And the reason they chose Monday is because Monday is typically the beginning of the study week. Monday is planning and anticipation day. It is the day when students settle back into their weekly routine. Unhealthy habits that prevailed over the week-end can be forgotten and replaced by positive choices.
In the Philippines, Tarlac State University became the first Meatless Monday-advocating university and together with Sophia School (in Meycauayan, Bulacan) have been implementing Meatless Mondays for the past several months. The results have been encouraging with students and families benefiting from the program. Now more schools are poised to spread the movement all across the country. The Luntiang Lunes group is hoping that each of the 25 million students of all Philippines schools will practice and be benefitted just the same.
I think this is the best move our Philippine educational system has ever done, as far as healthy dietary habits are concerned. I believe that it really would help a lot when the campaign is integrated in the schools themselves.
10. What would you say to those who couldn’t give up their lechon and crispy pata?
Let me quote to you the ‘conclusion’ part of my cookbooks because this will precisely answer this question:
In my long years of teaching people how to cook delicious vegetarian food, there is one thing that I always encourage them to do. I always tell them, “If you can have the chance please take up the process of meditation. It will be very helpful to you. I practice it myself and I teach it free to anyone interested”.
Meditation is a very simple and enjoyable relaxation method for achieving inner happiness and self realization.
Meditation is an ancient process that has been practiced for thousands of years by sages and meditation teachers. It goes hand in hand with the vegetarian diet.
The first effect of meditation is it makes you relaxed. Another effect is you begin to experience a higher happiness within, so you can gradually be able to lessen and eventually give up eating meat, fish and eggs. It becomes very easy to achieve. Automatically, you would want to learn how to cook and eat vegetable food instead.
In other words, the desire to eat meat will begin to drop off. The desire to eat meat is very strong but you will gradually loose the taste for meat. You have to experience a higher happiness in order to break away from the habit of meat eating. The desire will still be there but not so strong anymore that it cannot be overcome.

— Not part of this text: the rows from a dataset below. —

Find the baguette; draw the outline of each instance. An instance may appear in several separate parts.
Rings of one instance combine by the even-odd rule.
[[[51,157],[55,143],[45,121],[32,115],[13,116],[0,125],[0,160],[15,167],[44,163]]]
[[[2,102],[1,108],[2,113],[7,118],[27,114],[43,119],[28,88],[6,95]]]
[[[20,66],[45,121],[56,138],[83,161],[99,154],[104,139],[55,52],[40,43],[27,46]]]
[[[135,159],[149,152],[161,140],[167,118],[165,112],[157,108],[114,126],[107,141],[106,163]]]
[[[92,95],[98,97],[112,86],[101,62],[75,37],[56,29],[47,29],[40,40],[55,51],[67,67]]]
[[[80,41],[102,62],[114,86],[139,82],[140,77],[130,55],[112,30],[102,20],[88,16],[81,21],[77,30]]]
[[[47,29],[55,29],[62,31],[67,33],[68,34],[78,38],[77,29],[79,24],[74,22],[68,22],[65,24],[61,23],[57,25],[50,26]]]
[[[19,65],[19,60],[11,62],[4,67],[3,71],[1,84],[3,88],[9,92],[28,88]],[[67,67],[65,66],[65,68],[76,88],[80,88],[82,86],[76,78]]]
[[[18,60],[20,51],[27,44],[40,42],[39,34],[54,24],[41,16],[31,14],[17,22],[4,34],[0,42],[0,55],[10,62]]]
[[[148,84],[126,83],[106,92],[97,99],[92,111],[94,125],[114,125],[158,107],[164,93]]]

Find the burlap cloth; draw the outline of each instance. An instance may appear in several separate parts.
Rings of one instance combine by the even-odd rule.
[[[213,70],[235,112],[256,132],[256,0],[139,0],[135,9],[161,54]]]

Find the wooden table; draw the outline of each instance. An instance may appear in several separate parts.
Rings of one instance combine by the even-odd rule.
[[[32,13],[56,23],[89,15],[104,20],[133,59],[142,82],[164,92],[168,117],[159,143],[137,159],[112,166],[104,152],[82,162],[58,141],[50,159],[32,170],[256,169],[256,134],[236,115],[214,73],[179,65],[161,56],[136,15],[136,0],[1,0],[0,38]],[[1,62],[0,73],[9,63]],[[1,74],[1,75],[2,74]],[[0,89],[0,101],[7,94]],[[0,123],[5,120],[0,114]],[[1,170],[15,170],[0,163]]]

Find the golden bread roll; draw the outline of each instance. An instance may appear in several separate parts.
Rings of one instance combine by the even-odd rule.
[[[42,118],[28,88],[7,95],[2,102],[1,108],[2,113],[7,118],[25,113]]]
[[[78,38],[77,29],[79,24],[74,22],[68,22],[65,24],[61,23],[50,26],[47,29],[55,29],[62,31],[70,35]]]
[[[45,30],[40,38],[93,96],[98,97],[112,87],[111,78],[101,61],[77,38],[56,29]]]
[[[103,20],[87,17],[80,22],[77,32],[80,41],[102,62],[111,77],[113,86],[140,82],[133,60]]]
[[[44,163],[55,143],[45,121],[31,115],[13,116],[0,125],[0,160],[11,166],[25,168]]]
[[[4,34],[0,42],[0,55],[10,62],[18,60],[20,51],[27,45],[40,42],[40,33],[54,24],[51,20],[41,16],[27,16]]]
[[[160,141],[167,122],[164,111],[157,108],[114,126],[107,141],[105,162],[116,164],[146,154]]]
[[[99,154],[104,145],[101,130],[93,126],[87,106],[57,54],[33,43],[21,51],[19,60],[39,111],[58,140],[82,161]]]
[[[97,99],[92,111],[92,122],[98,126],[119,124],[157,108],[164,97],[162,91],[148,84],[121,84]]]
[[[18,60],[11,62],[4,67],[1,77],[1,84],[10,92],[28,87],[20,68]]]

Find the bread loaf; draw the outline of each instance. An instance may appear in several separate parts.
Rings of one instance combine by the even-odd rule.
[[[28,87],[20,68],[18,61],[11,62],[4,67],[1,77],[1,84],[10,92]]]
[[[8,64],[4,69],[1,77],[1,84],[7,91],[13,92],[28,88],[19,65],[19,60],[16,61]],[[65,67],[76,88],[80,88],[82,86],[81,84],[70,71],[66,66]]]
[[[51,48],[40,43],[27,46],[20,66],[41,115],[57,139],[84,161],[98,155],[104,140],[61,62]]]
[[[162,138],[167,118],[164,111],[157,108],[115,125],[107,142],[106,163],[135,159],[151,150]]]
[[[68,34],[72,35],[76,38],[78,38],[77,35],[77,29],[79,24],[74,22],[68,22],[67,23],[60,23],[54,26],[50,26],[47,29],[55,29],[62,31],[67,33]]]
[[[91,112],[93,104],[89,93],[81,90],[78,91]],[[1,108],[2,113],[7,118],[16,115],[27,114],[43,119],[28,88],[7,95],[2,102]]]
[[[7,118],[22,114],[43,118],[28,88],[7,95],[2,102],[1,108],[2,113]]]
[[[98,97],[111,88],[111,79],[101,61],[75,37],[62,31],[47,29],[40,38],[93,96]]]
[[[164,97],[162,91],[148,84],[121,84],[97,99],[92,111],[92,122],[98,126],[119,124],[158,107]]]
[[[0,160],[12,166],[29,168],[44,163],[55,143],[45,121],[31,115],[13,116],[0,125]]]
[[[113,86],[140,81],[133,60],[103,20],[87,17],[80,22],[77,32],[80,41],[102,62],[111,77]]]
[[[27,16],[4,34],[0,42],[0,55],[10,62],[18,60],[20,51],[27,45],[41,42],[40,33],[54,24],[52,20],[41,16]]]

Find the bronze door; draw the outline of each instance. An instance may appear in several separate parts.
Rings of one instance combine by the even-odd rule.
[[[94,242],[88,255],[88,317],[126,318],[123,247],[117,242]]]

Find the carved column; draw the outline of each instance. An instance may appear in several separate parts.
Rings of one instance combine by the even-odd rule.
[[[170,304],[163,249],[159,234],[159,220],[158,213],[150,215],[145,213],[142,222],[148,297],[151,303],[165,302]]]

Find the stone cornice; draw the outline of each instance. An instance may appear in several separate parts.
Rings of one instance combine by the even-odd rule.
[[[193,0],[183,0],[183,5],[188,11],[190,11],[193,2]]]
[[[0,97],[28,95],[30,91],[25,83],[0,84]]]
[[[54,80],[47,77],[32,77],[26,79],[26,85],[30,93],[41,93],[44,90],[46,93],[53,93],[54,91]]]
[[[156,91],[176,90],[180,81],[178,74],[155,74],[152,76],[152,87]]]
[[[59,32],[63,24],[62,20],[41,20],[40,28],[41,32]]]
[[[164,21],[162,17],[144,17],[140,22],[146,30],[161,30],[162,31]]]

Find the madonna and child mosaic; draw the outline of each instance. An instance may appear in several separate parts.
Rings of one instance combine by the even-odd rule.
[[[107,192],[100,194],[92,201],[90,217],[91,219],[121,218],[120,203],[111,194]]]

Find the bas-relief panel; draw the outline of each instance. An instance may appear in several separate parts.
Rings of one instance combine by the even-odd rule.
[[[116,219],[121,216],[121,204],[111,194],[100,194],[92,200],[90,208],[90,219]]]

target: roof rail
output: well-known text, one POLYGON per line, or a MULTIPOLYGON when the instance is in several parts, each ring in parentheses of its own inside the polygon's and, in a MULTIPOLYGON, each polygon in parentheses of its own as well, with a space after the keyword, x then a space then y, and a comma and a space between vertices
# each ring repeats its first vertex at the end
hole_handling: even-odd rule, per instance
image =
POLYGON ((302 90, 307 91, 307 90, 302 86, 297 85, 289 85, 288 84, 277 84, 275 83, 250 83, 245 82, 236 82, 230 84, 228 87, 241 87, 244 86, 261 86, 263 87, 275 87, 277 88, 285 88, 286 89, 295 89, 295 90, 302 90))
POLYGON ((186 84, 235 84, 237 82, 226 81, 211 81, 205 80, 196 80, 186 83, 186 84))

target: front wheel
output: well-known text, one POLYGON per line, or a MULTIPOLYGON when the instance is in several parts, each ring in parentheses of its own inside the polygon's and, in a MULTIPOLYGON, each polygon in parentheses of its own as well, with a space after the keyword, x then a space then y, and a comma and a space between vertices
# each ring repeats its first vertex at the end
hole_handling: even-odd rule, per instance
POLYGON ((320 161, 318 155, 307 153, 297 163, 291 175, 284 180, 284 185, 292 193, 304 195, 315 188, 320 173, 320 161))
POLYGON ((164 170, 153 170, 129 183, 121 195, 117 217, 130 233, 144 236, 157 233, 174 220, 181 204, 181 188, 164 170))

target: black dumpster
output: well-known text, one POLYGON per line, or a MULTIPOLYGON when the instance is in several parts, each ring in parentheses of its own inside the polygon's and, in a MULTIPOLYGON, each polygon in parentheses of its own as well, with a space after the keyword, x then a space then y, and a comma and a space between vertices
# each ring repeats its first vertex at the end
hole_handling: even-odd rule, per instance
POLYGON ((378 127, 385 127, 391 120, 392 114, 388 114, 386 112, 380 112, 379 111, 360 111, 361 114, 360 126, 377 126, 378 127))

Through meditation, you can come to a point where you will have inner strength to actually feel and say, “I don’t really need meat, fish, and eggs for proper nutrition. I can give them up. I will give them up.”
The process of meditation begins by hearing - - simply listening to meditation songs or relaxation songs, sometimes called yoga sound. Anyone can practice meditation individually in the privacy of their own homes or together with other people.
Through meditation, your mind and heart becomes gradually cleansed or purified. And then intuitively from within yourself, you will know that meat food is not good for your health and your consciousness. Meditation helps you come to this state.
Through meditation, you can also overcome stress and even deeper problems such as anxiety or emptiness. You can actually begin to experience inner happiness and peace. But most of all, you will begin to understand who you really are.
According to the ancient scriptures and great teachers of meditation, the most important reason for practicing meditation is self-realization. Nothing is more important than knowing who you are and what the purpose of life is.